Fat chance. This administration does not learn constitutional lessons. It continues marching until it meets resistance. And it hasn’t met nearly enough.
The root problem is that the Clean Air Act, passed in 1970, was never intended for greenhouse gases. You can see it in its regulatory thresholds which, if applied to carbon dioxide, are ridiculously low. Moreover, when the law was written, we hadn’t yet even had the global cooling agitation of the 1970s, let alone the global warming panic of today.
But with only two of nine justices prepared to overturn the court’s 2007 ruling that shoehorns greenhouse gases into the Clean Air Act, the remedy falls to Congress. It could easily put an end to all this judicial parsing and bureaucratic mischief with a one-line statute saying that the Clean Air Act does not apply to carbon dioxide emissions.
Congress can then set about regulating greenhouse gases as it wishes, rather than leaving it to the tender arbitrary mercies of judges and bureaucrats. Otherwise, we will soon have the EPA unilaterally creating a cap-and-trade regime that will make its administrator czar of all power regulation in every state.
Of course, a similar scheme failed to pass a Democratic Congress in 2010. Our president doesn’t let such niceties stand in his way, however. He has an agenda to enact, boldly enunciated in his Feb. 24, 2009, address to Congress promising to transform America in three areas: health care, education and energy. Education lags, but he’s now on the verge of centralizing energy regulation in Washington through naked executive action, having already succeeded in centralizing health care in Washington through the Affordable Care Act.

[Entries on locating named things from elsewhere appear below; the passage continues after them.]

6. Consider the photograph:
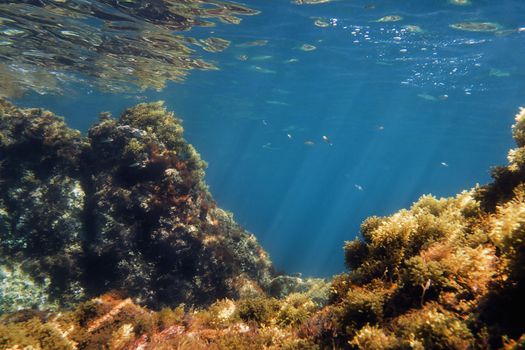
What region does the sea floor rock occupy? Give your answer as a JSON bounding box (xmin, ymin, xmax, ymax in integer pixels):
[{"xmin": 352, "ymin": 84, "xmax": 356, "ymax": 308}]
[{"xmin": 0, "ymin": 101, "xmax": 273, "ymax": 308}]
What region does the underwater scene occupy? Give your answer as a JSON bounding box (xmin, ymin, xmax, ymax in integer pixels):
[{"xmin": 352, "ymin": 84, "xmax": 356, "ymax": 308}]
[{"xmin": 0, "ymin": 0, "xmax": 525, "ymax": 350}]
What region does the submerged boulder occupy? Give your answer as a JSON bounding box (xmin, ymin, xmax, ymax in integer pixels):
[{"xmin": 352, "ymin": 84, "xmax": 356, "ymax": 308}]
[{"xmin": 0, "ymin": 101, "xmax": 273, "ymax": 311}]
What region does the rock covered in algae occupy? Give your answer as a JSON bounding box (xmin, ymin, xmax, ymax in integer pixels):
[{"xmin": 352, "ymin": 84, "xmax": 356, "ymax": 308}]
[
  {"xmin": 0, "ymin": 101, "xmax": 87, "ymax": 310},
  {"xmin": 0, "ymin": 0, "xmax": 258, "ymax": 98},
  {"xmin": 0, "ymin": 101, "xmax": 525, "ymax": 349},
  {"xmin": 0, "ymin": 101, "xmax": 272, "ymax": 307}
]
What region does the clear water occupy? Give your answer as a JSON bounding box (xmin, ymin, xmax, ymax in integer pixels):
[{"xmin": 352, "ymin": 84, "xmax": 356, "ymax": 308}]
[{"xmin": 11, "ymin": 0, "xmax": 525, "ymax": 276}]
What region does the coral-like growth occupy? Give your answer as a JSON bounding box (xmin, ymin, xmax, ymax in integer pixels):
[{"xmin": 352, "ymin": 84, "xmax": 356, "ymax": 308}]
[
  {"xmin": 0, "ymin": 101, "xmax": 272, "ymax": 308},
  {"xmin": 0, "ymin": 103, "xmax": 525, "ymax": 349}
]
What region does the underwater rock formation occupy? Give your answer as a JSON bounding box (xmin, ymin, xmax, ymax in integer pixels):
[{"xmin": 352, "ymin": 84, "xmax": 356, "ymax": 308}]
[
  {"xmin": 0, "ymin": 103, "xmax": 525, "ymax": 349},
  {"xmin": 0, "ymin": 101, "xmax": 273, "ymax": 309}
]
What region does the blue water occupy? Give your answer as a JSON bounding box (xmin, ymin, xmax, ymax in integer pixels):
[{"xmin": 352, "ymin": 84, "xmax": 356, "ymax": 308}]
[{"xmin": 17, "ymin": 0, "xmax": 525, "ymax": 276}]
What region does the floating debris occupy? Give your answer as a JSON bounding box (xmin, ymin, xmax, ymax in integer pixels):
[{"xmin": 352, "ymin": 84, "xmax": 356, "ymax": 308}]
[
  {"xmin": 450, "ymin": 22, "xmax": 501, "ymax": 32},
  {"xmin": 235, "ymin": 40, "xmax": 268, "ymax": 47},
  {"xmin": 299, "ymin": 44, "xmax": 317, "ymax": 51},
  {"xmin": 376, "ymin": 15, "xmax": 403, "ymax": 22}
]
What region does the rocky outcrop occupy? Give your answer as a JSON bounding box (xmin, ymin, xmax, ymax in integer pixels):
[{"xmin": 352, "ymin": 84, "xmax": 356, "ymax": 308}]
[{"xmin": 0, "ymin": 101, "xmax": 272, "ymax": 307}]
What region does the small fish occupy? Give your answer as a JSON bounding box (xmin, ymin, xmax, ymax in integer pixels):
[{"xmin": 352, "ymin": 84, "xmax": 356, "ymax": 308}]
[
  {"xmin": 417, "ymin": 93, "xmax": 436, "ymax": 101},
  {"xmin": 265, "ymin": 100, "xmax": 288, "ymax": 106},
  {"xmin": 323, "ymin": 135, "xmax": 332, "ymax": 146},
  {"xmin": 262, "ymin": 142, "xmax": 279, "ymax": 151},
  {"xmin": 299, "ymin": 44, "xmax": 317, "ymax": 51},
  {"xmin": 128, "ymin": 162, "xmax": 146, "ymax": 168},
  {"xmin": 376, "ymin": 15, "xmax": 403, "ymax": 22},
  {"xmin": 250, "ymin": 66, "xmax": 276, "ymax": 74},
  {"xmin": 423, "ymin": 278, "xmax": 432, "ymax": 290},
  {"xmin": 252, "ymin": 55, "xmax": 273, "ymax": 61}
]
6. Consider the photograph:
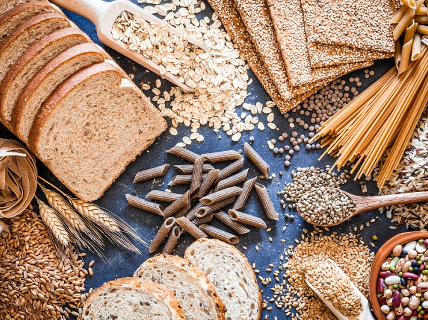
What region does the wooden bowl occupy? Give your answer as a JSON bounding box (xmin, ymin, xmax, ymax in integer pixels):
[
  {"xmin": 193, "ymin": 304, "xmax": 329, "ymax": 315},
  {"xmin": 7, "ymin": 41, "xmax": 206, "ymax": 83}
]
[{"xmin": 369, "ymin": 231, "xmax": 428, "ymax": 320}]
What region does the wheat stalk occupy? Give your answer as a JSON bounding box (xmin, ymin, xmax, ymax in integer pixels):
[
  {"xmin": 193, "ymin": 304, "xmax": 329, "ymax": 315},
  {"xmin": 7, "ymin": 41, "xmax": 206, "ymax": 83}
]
[{"xmin": 36, "ymin": 197, "xmax": 70, "ymax": 247}]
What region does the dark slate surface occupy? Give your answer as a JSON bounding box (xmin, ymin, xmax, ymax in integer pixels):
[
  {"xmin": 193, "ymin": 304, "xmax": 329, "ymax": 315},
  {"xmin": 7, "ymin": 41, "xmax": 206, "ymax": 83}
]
[{"xmin": 0, "ymin": 0, "xmax": 412, "ymax": 319}]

With energy, he’ll do it by executive order after failing to pass the desired legislation. With health care, he does it with a law that he then amends so wantonly after it passed that the ACA itself becomes a blank slate on which the administration unilaterally remakes American medicine.

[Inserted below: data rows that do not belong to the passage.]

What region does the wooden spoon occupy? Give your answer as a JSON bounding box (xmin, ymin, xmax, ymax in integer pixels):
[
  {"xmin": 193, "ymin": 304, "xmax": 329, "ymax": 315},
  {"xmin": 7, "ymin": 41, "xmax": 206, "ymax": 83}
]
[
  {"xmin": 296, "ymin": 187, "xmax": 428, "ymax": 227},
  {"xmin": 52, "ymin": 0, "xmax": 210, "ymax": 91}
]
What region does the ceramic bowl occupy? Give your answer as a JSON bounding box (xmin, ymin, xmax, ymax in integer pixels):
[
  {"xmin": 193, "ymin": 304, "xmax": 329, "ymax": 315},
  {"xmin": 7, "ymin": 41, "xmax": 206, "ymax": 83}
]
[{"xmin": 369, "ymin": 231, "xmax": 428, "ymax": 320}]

Employer mandate? The ACA says it was to go into effect Jan. 1, 2014. It didn’t. The administration decreed that there should be several classes of employers, each with different starting dates, contradicting its own law.
Private insurance? The law says that plans not conforming to ACA coverage mandates must be canceled. Responding to the outcry that ensued, Obama urged the states and insurers to reinstate the plans — which would violate the explicit mandate of his own law.

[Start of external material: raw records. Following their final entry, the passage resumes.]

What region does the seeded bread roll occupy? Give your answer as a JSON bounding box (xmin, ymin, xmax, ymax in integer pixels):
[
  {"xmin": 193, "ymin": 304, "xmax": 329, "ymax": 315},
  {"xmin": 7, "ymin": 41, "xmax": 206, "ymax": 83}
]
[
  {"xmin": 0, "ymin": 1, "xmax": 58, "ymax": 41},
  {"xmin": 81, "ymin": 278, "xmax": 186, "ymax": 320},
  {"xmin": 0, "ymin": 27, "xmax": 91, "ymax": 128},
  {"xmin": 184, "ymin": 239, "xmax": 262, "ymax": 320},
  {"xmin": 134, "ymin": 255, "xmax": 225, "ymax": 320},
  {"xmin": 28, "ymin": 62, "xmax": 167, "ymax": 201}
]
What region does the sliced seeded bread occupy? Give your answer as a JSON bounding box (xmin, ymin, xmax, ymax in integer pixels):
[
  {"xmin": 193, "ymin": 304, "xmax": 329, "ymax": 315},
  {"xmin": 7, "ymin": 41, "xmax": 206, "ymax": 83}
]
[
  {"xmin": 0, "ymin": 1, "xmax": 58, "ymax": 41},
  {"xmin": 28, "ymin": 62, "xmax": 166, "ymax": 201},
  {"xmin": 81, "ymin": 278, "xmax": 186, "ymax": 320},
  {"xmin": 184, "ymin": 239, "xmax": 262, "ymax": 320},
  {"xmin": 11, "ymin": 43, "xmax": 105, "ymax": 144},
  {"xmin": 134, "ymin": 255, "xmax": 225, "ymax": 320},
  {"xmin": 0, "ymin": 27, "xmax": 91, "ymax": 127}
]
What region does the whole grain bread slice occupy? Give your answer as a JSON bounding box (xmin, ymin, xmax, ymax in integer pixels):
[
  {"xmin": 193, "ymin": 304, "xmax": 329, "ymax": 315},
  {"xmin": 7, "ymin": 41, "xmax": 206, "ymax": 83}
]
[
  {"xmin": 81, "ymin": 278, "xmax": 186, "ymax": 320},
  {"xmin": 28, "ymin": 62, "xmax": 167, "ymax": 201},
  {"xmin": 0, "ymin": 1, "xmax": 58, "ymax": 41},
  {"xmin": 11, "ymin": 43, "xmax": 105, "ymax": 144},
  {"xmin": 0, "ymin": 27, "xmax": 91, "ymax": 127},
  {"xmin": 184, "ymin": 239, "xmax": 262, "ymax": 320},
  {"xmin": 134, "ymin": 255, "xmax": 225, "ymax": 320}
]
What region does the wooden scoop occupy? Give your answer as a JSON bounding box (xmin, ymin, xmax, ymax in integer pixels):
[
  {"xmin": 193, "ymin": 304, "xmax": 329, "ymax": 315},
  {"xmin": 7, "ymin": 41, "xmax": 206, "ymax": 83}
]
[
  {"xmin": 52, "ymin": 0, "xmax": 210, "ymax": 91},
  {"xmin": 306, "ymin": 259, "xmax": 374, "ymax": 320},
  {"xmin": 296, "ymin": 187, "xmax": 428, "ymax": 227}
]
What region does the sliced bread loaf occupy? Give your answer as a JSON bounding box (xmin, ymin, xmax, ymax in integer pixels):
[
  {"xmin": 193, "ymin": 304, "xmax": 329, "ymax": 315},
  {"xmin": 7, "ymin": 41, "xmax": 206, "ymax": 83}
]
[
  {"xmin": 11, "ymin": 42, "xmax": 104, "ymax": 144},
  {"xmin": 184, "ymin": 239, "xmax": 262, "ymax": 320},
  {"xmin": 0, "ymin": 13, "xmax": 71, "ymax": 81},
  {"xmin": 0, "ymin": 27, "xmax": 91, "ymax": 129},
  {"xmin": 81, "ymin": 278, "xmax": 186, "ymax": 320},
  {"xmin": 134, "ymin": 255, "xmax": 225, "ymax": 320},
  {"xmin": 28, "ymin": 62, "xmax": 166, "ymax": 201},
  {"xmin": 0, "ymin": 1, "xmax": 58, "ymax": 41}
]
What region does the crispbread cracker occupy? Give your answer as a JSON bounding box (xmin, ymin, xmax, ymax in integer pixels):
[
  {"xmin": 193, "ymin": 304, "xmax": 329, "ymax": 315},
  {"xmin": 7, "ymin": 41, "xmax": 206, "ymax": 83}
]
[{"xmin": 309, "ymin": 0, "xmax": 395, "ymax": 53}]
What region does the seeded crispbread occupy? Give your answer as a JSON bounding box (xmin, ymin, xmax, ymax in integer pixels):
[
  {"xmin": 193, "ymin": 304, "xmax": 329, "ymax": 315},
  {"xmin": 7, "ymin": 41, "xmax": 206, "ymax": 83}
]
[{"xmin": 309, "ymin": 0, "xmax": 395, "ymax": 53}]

One bit of ACA lawlessness, however, may prove a bridge too far. The administration has been giving subsidies to those who sign up through the federal exchange. The ACA limits subsidies to plans on the state exchanges.
This case will reach the Supreme Court. It is hard to see how the court could do anything other than overturn the federal-exchange subsidies. The court might even have a word to say about the administration’s 22 (or is it 37?) other acts of post-facto rewriting of the ACA.
Perhaps. But until then, the imperial president rules.
Having been supine for years in the face of these encroachments, Congress is stirring. The Republican House is preparing a novel approach to acquiring legal standing before the courts to challenge these gross executive usurpations. Nancy Pelosi, reflecting the narrowness of both her partisanship and her vision, dismisses this as a “subterfuge.”
She won’t be saying that on the day Democrats lose the White House. Then, cheered on by a suddenly inflamed media, the Democrats will no doubt express horror at such constitutional overreach.
At which point, the temptation to stick it to the Democrats will be overwhelming.
At which point, Lord give us strength.